Spotify has reached the 10 million subscriber mark, an important milestone as it competes in the increasingly crowded streaming music market.
The new number, which Spotify announced in a blog post, is up from 6 million subscribers in March 2013.
In addition to the paid subscriptions, Spotify also announced 40 million active users, an important base for a company that relies on using free music to eventually convert listeners into subscribers. That number is up from 24 million, which was also announced in March 2013.
"We've had an amazing year, growing from 20 markets to 56 as people from around the world embrace streaming music. 10 million subscribers is an important milestone for both Spotify and the entire music industry," said Daniel Ek, Spotify CEO and founder, in a press release. "We’re widening our lead in the digital music space and will continue to focus on getting everyone in the world to listen to more music."
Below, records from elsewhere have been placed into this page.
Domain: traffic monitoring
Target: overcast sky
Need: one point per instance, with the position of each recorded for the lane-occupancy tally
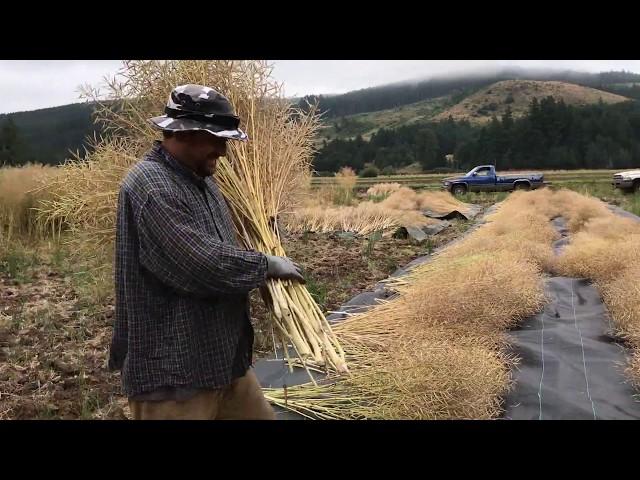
(29, 84)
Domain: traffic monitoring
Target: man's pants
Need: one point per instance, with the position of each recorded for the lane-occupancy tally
(242, 400)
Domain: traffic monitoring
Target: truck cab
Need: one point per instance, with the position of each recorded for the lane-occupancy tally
(484, 178)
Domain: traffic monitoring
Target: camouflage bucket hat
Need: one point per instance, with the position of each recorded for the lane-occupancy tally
(196, 107)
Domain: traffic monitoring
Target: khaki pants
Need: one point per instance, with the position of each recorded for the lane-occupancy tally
(242, 400)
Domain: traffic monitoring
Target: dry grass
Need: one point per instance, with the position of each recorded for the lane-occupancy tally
(365, 218)
(408, 199)
(401, 208)
(346, 180)
(18, 198)
(606, 249)
(436, 351)
(383, 189)
(259, 179)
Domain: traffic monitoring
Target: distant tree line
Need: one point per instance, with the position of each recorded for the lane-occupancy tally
(552, 135)
(45, 136)
(392, 96)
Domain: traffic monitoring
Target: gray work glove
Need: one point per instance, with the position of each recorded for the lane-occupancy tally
(283, 268)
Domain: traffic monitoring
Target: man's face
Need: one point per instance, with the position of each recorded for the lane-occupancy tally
(203, 149)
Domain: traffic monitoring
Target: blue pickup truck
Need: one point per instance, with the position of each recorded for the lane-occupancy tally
(484, 179)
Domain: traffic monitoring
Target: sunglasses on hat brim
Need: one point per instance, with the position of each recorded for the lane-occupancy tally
(229, 122)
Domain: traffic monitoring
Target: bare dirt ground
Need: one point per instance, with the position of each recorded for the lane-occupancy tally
(54, 342)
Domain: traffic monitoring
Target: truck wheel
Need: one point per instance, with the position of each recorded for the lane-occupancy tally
(459, 190)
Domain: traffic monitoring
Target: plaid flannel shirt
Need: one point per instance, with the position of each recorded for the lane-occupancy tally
(182, 281)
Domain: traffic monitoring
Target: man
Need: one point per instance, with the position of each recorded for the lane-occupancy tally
(182, 334)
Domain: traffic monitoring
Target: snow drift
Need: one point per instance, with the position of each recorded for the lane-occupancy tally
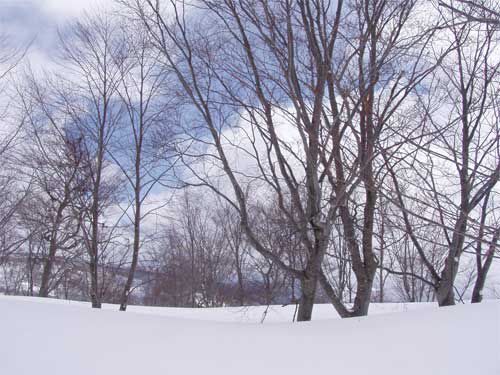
(50, 337)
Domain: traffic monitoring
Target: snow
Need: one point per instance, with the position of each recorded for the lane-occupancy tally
(53, 337)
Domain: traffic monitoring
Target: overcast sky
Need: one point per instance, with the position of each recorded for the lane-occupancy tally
(26, 20)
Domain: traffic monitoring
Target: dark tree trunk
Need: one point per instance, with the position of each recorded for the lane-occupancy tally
(306, 303)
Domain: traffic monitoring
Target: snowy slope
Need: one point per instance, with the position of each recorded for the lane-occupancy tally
(54, 338)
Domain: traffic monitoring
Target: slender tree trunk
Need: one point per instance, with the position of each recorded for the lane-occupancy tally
(135, 255)
(49, 262)
(308, 286)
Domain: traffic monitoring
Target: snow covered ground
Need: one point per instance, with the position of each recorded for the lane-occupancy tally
(50, 337)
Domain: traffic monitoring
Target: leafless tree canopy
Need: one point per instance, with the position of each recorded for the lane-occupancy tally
(204, 153)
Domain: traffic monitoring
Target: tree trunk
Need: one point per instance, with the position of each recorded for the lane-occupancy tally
(135, 256)
(306, 304)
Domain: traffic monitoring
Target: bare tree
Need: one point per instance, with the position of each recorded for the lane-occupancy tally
(93, 56)
(457, 165)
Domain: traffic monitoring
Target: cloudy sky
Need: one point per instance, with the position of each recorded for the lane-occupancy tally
(26, 20)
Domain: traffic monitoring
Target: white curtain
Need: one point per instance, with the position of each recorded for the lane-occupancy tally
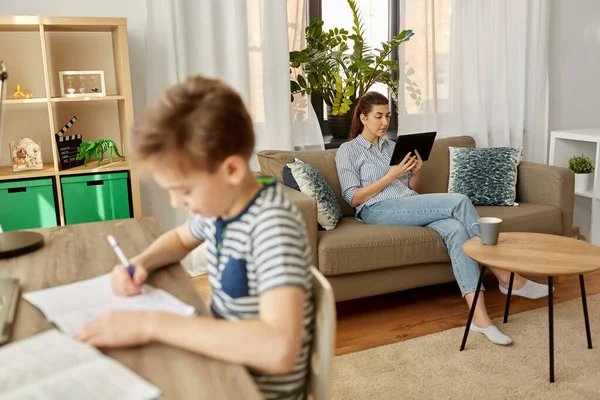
(246, 44)
(478, 68)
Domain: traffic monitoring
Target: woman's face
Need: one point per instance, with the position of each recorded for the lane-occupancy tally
(378, 120)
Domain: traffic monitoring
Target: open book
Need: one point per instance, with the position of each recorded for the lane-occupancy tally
(69, 307)
(53, 366)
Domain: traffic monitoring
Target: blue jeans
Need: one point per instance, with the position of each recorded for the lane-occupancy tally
(449, 214)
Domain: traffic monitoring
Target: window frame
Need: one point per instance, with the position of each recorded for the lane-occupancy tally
(315, 11)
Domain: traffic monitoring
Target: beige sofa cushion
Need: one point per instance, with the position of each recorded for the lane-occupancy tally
(526, 218)
(272, 163)
(436, 171)
(357, 247)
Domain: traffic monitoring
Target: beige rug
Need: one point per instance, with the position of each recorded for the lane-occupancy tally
(432, 367)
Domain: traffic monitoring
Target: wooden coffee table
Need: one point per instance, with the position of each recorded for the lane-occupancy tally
(535, 254)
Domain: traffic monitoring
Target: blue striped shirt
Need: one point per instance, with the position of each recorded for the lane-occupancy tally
(360, 163)
(263, 247)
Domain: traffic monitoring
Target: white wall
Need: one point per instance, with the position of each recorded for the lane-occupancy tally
(574, 64)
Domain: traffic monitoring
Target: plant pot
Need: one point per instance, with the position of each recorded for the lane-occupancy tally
(583, 182)
(339, 125)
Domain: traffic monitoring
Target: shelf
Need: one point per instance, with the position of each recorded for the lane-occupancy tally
(6, 173)
(92, 167)
(101, 24)
(587, 193)
(26, 101)
(19, 23)
(83, 99)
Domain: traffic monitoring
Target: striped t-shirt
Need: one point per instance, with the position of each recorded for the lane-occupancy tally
(359, 163)
(263, 247)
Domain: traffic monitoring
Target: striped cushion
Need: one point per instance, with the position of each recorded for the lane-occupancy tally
(312, 183)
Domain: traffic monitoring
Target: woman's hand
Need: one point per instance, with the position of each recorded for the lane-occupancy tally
(418, 165)
(118, 329)
(407, 164)
(123, 284)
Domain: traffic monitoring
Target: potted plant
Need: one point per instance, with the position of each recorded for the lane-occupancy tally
(338, 73)
(582, 167)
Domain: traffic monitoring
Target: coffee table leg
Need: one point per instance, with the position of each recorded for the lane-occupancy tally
(551, 327)
(462, 346)
(585, 313)
(512, 278)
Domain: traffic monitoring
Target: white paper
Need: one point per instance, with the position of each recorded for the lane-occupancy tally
(69, 307)
(53, 366)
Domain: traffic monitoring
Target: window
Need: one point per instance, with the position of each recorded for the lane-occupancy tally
(376, 19)
(424, 60)
(426, 57)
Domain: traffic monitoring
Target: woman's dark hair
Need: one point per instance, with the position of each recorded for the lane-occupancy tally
(364, 106)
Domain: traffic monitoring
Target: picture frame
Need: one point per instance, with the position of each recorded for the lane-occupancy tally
(82, 83)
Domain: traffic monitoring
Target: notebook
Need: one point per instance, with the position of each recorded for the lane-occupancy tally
(70, 306)
(52, 366)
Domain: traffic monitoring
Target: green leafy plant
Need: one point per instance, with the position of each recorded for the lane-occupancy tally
(91, 149)
(338, 73)
(581, 165)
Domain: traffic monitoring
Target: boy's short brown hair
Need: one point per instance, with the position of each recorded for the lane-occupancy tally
(199, 123)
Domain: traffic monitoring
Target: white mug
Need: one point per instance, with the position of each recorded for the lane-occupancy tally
(489, 230)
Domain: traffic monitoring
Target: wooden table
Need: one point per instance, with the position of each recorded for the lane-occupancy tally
(78, 252)
(535, 254)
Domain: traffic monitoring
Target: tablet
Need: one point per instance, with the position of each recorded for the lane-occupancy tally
(422, 142)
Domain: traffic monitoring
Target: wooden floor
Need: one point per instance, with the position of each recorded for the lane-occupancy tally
(375, 321)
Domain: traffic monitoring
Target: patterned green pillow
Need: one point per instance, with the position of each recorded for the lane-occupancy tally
(487, 176)
(312, 183)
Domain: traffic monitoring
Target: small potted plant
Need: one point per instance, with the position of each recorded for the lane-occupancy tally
(340, 73)
(582, 167)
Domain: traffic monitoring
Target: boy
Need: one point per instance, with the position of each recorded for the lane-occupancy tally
(196, 143)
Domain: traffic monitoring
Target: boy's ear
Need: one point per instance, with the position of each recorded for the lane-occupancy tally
(235, 168)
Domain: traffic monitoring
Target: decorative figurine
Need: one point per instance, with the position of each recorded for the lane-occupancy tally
(70, 88)
(91, 149)
(26, 155)
(94, 80)
(82, 82)
(18, 93)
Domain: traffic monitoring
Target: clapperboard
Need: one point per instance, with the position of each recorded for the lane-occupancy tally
(68, 146)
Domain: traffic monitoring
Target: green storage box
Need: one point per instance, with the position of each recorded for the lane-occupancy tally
(27, 204)
(99, 197)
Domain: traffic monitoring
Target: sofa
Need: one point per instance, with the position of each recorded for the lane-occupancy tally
(361, 260)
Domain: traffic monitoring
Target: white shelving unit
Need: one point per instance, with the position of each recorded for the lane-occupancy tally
(566, 144)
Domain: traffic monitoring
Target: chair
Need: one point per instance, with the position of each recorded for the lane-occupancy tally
(323, 345)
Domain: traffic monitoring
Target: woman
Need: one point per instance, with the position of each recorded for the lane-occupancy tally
(389, 195)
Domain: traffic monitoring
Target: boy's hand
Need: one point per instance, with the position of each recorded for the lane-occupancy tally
(123, 284)
(118, 329)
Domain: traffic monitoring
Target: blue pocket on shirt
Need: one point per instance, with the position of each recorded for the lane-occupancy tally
(234, 278)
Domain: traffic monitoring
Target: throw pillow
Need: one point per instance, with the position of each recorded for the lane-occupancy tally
(289, 181)
(288, 178)
(487, 176)
(311, 182)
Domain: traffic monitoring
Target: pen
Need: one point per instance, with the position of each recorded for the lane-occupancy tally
(119, 253)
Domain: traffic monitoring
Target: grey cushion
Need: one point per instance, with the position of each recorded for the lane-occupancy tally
(311, 182)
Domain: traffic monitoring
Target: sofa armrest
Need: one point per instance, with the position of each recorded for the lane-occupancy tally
(308, 208)
(548, 185)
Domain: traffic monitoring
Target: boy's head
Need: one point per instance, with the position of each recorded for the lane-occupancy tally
(196, 143)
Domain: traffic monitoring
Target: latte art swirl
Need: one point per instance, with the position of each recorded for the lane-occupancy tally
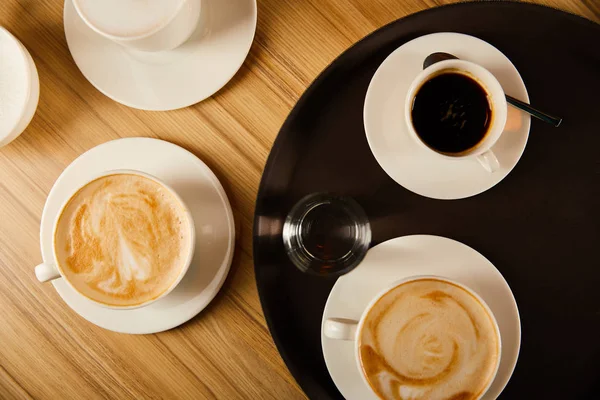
(121, 239)
(429, 339)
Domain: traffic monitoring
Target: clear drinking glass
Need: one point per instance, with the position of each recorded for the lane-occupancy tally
(326, 234)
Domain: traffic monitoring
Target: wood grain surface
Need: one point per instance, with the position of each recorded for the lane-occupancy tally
(46, 350)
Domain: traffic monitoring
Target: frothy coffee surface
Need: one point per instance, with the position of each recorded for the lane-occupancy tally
(128, 18)
(122, 239)
(431, 340)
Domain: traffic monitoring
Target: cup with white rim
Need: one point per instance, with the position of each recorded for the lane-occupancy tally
(426, 349)
(20, 84)
(154, 26)
(482, 151)
(55, 269)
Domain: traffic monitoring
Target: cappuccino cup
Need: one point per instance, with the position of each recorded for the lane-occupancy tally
(424, 338)
(151, 26)
(456, 109)
(123, 240)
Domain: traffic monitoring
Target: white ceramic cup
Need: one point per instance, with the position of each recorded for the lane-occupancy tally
(482, 152)
(49, 271)
(350, 330)
(167, 33)
(31, 88)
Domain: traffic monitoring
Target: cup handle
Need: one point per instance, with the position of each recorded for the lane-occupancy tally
(46, 272)
(340, 328)
(489, 161)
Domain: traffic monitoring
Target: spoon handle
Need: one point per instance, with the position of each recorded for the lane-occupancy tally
(536, 113)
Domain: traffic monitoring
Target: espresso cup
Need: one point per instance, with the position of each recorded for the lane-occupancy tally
(424, 337)
(482, 150)
(123, 240)
(146, 26)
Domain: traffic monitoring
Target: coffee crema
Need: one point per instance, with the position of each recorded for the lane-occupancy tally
(122, 239)
(451, 112)
(429, 339)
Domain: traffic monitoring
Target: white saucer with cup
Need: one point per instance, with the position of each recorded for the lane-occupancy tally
(417, 167)
(204, 197)
(157, 25)
(129, 261)
(19, 87)
(160, 55)
(404, 259)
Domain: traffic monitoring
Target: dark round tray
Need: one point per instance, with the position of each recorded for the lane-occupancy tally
(540, 226)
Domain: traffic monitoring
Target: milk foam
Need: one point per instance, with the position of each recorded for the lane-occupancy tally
(14, 73)
(122, 239)
(429, 339)
(128, 18)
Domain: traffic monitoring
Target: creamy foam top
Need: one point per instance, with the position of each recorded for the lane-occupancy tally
(429, 339)
(128, 18)
(122, 239)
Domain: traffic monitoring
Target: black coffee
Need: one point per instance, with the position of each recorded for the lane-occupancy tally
(451, 113)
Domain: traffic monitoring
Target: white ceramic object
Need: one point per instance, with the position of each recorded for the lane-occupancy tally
(23, 99)
(147, 26)
(50, 271)
(482, 152)
(404, 257)
(401, 157)
(213, 219)
(172, 79)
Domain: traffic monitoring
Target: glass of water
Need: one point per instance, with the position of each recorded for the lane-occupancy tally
(326, 234)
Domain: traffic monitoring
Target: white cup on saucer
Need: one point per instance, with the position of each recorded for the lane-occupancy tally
(482, 151)
(131, 262)
(150, 26)
(19, 87)
(436, 332)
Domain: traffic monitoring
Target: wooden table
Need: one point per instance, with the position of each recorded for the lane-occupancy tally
(47, 350)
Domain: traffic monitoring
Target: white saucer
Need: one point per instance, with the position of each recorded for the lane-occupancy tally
(171, 79)
(417, 255)
(203, 194)
(401, 157)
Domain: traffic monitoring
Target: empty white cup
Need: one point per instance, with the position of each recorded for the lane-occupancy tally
(19, 87)
(151, 26)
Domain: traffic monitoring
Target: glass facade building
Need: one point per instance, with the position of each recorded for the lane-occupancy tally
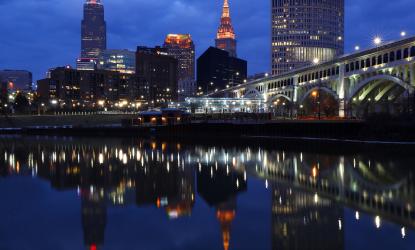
(21, 80)
(181, 47)
(122, 61)
(94, 30)
(305, 31)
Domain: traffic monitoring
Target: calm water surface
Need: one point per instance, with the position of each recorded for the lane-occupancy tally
(67, 193)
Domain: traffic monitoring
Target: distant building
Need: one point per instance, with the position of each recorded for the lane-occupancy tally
(93, 31)
(225, 37)
(17, 79)
(304, 31)
(156, 72)
(86, 88)
(257, 76)
(182, 48)
(3, 93)
(122, 61)
(217, 70)
(86, 64)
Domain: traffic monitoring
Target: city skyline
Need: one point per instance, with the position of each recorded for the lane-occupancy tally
(251, 23)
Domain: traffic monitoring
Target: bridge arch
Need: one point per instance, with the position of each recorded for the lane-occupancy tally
(382, 79)
(319, 88)
(252, 93)
(272, 98)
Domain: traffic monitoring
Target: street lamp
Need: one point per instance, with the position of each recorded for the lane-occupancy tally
(316, 95)
(377, 40)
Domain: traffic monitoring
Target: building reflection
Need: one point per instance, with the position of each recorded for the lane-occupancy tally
(309, 190)
(94, 218)
(219, 188)
(301, 220)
Those numbers are particularly encouraging for a company that has had to take on competitors like Deezer, Rdio and the startup Beats Music, which has struggled to attract a significant subscriber base and is rumored to be an acquisition target of Apple.
Pandora continues to lead the broader streaming market with 75.3 million users, although it operates on a different model with more emphasis on advertising. Pandora has only about 3.3 million paid subscribers.
Subscriber growth is key for Spotify if it is ever to turn a profit.Subscriber growth is key for Spotify if it is ever to turn a profit. The company has had no shortage of investor faith, raising more than $500 million in funding. It's a tough business — 70% of its revenue has been paid out in royalties, leaving some question if the company will ever make money.
That depends on converting its low-margin non-subscription listeners to paid subscribers. Spotify is more successful in Europe, having opened to the public in the United Kingdom in 2009 and in the U.S. in 2011.
Reports from the company are closely watched, as it is still a private company and therefore not required to disclose its financial reports publicly. That could change in as early as fall of this year if Spotify's rumored IPO plans go through.